少々前のTV朝日「題名のない音楽会」で吹奏楽特集だったかのときに「サンダーバード」のテーマ曲が演奏されたのを聴いて、「かっちょええな!」と妙にわくわく感を抱いていたものですから、こうしたCDが発売されていることを知ったときにはそれこそ即買いに及びかけたという。

 

ですが、いささか冷静になって試聴をしてみますと「?」と思うことに。メロディは間違いなく、あの「サンダーバード」なんですが、「何か違う…」と。
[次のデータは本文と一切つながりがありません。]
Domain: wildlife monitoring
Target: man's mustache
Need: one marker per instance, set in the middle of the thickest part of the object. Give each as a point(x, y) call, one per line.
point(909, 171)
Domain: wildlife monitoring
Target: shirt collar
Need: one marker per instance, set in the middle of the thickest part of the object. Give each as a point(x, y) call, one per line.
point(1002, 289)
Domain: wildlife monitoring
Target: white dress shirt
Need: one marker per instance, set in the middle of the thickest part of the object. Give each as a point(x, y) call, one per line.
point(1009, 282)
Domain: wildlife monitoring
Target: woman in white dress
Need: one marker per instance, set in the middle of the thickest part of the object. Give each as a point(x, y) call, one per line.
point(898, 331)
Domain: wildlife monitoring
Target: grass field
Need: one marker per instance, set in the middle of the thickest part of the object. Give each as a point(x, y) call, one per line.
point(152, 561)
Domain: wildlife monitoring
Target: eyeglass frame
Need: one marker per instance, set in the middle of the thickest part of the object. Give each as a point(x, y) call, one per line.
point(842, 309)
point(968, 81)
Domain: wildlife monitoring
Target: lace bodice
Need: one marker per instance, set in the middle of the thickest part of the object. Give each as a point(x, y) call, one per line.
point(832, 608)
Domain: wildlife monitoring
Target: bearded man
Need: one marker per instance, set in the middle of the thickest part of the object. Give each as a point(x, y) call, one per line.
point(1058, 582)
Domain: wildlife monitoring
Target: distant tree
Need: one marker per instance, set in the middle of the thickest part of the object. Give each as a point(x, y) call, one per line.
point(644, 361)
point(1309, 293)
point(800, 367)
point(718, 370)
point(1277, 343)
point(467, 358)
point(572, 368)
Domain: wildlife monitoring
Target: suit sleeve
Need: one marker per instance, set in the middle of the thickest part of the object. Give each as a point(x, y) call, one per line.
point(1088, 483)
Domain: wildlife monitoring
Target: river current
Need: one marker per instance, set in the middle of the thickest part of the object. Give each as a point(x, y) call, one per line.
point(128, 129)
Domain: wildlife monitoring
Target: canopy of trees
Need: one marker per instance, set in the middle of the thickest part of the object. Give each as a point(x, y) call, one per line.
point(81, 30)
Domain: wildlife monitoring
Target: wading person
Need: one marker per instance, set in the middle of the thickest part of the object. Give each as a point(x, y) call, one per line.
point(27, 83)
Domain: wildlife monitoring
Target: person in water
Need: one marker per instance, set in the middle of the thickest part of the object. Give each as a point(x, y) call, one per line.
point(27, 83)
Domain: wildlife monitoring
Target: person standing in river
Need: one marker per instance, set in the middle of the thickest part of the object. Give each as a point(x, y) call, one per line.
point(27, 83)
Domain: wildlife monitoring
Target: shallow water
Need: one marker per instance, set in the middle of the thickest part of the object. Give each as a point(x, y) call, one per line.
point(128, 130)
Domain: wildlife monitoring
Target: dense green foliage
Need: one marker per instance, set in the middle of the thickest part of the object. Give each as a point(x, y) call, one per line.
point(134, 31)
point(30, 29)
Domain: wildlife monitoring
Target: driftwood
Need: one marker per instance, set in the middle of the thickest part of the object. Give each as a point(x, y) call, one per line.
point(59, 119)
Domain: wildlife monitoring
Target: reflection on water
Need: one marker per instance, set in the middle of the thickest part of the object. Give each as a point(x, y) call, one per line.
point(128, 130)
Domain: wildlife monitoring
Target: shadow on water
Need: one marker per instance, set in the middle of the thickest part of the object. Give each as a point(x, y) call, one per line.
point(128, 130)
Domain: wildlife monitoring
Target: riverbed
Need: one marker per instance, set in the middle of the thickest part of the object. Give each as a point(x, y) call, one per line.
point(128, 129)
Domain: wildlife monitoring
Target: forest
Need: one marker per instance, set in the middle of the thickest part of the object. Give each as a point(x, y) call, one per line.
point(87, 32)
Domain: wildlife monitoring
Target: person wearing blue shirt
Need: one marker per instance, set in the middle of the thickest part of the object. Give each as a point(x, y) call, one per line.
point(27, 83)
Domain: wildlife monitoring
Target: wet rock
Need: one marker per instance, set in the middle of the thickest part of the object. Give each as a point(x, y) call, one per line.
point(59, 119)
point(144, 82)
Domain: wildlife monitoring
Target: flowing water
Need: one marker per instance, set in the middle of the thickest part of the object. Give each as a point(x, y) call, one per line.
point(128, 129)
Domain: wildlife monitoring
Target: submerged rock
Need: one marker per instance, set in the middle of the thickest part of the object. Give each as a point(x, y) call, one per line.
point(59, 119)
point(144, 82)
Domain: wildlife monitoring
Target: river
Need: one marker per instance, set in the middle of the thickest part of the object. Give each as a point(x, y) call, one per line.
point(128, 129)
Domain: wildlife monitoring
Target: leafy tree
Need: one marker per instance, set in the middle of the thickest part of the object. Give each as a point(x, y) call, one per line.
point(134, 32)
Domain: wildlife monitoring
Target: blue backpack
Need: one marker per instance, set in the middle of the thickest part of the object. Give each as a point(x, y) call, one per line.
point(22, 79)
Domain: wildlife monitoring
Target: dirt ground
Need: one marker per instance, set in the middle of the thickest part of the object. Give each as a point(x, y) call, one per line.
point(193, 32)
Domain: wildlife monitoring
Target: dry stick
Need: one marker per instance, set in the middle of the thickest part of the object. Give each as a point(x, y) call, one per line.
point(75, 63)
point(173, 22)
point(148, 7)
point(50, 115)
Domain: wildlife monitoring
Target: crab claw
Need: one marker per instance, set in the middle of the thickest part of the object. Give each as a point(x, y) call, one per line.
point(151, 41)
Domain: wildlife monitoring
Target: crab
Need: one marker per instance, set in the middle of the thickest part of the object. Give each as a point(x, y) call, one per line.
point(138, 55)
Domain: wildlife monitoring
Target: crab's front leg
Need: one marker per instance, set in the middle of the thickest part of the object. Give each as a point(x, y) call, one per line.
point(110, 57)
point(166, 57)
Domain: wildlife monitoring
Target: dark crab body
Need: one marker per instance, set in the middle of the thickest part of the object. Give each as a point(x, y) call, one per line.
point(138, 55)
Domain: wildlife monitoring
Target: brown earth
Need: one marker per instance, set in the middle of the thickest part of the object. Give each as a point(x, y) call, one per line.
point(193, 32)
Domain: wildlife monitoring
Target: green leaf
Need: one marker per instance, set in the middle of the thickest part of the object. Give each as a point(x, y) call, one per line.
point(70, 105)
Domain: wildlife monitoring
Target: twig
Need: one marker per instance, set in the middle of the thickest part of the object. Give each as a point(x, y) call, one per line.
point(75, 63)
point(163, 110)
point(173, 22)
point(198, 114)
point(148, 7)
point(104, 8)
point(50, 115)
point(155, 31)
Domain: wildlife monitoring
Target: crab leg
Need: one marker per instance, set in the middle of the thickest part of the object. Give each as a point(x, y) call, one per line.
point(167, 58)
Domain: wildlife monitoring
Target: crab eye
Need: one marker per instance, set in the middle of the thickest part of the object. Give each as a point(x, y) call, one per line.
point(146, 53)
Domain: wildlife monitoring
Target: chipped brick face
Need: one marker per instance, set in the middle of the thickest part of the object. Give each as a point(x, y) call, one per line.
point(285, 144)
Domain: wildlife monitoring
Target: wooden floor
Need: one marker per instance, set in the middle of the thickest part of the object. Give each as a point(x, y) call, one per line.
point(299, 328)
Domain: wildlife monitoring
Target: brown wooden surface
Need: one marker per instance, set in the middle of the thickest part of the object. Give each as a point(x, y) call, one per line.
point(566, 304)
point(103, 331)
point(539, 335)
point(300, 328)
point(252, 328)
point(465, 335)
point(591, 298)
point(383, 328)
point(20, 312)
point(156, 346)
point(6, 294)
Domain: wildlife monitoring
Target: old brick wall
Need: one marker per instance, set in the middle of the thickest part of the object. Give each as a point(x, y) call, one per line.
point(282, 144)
まあ、考えてみれば当たり前でもあろうかと思いますのは、オリジナル・スコアによる再現ではあってもオリジナル音源そのままでない…ということでありましょうか。

 

さほどにマニアックな領域には踏み込んでおらないものですから、どこがどうとは詳らかにできないものの、微妙な違和感があるといいますか。それだけイメージとリンクした音楽にはなかなかに拭いきれない残像のようなものがあるのだなとしみじみ思ったわけでありますよ。

 

ということで、このCDを購入するという考えはいっとき色めきたちはしたですが、急速に鎮静化していった…という話を長い前振りにして、読響の演奏会を聴いてきたというお話であります。

 

 

ベルリオーズの「ローマの謝肉祭」、シベリウスのヴァイオリン協奏曲、そしてプロコフィエフのバレエ音楽「ロミオとジュリエット」から抜粋の数曲、これがプログラムでありましたけれど、ここで触れるのは最後の「ロミ・ジュリ」。

 

先ほど「イメージとリンクした音楽にはなかなかに拭いきれない残像が…」と言いましたですが、「ロミオとジュリエット」と聞いてプロコフィエフ以上に結びついてしまう音楽があるものですから、どうしてもその世界と比べてしまうといいますか。

 

ちなみにそれはベルリオーズでもチャイコフスキーでもなくして、実はニーノ・ロータ。1968年制作のイタリア映画版「ロミオとジュリエット」です。シェイクスピアの戯曲の雰囲気に比しても「甘い、甘いよ、甘すぎるよぉ」という気もするメロディですけれど、とにもかくにもエバーグリーンになっとりますからねえ。

 

ですので、プロコフィエフの曲でバレエを実際に見て馴染んでいる人はともかく単純に音楽として耳を傾けるとき、冒頭はSF映画か、中盤は冒険活劇かといった気がしてしまうのでありますよ。

 

だからといってプロコフィエフの音楽がだめだとか詰らないとかではなくして、それほどに出来あがった印象に入り込むのは難しいというわけでして。

 

ところで、今回の演奏会の目玉はむしろヴィクトリア・ムローヴァを迎えたシベリウスのヴァイオリン・コンチェルトであったかも。

 

細身ながらも堂々たる風格、それでいて実に繊細で端正な音楽が流れてきたですが、個人的にはそんな音色の故かアンコールで聴いたバッハの無伴奏の方が「これ!」というツボに嵌るものであったような。それだけでも聴いた甲斐があったなと思ったものでありました。